In a limited partnership, the general partner(s) make all business decisions on behalf of the partnership and, correspondingly, have unlimited liability for any actions of the partnerships. The limited partners (which, again, can be individuals or entities) should be passive investors who do not actively manage the business and, as a result, limit their liability to their partnership investment. If a limited partner participates in business decisions, the limited partner risks losing the liability protection and being treated as a general partner responsible for all partnership obligations.

Unlike a general partnership, which can be implied by law based on facts and circumstances, forming and maintaining a limited partnership requires registration with the California Secretary of State and some other formalities. It’s also highly advisable for a limited partnership to adopt a written partnership agreement.

Partnerships are treated as pass-through entities for tax purposes, meaning that any income from the partnership is distributed to individual or entity partners who, in turn, pay tax on the amount distributed to them on both their federal and California returns. For limited partnerships, California charges a minimum franchise tax regardless of earnings.

Similar to corporations and LLCs, a limited partnership provides some flexibility to raise capital subject to applicable securities and the partnership agreement. On the other hand, general partnerships typically face similar capital constraints as sole proprietors.

Also, similar to a corporation provided that a partnership satisfies the various bonding, insurance and other requirements for a partnership contractor license, the CSLB will issue the license to a specific general partnership or limited partnership structure.
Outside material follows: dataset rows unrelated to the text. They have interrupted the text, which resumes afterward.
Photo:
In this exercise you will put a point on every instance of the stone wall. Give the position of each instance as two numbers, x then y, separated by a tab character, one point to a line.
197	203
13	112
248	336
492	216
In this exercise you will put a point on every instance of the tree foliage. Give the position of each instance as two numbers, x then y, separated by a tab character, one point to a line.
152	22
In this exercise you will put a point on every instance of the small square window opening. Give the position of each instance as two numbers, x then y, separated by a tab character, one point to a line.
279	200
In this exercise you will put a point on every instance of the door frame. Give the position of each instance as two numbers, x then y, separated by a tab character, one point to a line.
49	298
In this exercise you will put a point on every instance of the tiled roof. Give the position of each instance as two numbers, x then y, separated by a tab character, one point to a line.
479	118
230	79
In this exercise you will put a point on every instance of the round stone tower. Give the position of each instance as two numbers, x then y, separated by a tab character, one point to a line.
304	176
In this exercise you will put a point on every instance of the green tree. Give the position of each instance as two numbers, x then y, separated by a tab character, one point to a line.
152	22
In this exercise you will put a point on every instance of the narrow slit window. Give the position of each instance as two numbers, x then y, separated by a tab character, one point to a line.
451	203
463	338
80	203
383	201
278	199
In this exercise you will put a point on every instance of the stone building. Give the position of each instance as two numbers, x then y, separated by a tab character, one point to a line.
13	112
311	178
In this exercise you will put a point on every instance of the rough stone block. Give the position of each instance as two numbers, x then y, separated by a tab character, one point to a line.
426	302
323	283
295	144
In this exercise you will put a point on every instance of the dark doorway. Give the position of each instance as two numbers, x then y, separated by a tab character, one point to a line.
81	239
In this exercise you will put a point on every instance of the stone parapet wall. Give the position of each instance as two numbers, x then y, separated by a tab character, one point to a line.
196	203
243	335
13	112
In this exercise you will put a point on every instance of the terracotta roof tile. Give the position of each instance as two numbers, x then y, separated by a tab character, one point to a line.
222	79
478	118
Only under certain limited circumstances can a partnership contractor license be reassigned or transferred.

In a general partnership, new partners cannot generally be added to the existing license; rather, a new license would be required for the new partnership structure. In a limited partnership, the same rules apply to the general partners of the limited partnership, but limited partners can be added or removed so long as the proper paperwork is timely submitted to the CSLB to reflect the changes.

The information above briefly touches on some of the key factors that business owners should consider in selecting the structure for a contractor business. Further consultation with an attorney and tax advisor is essential to ensure your organization optimally meets business objectives and complies with applicable legal requirements.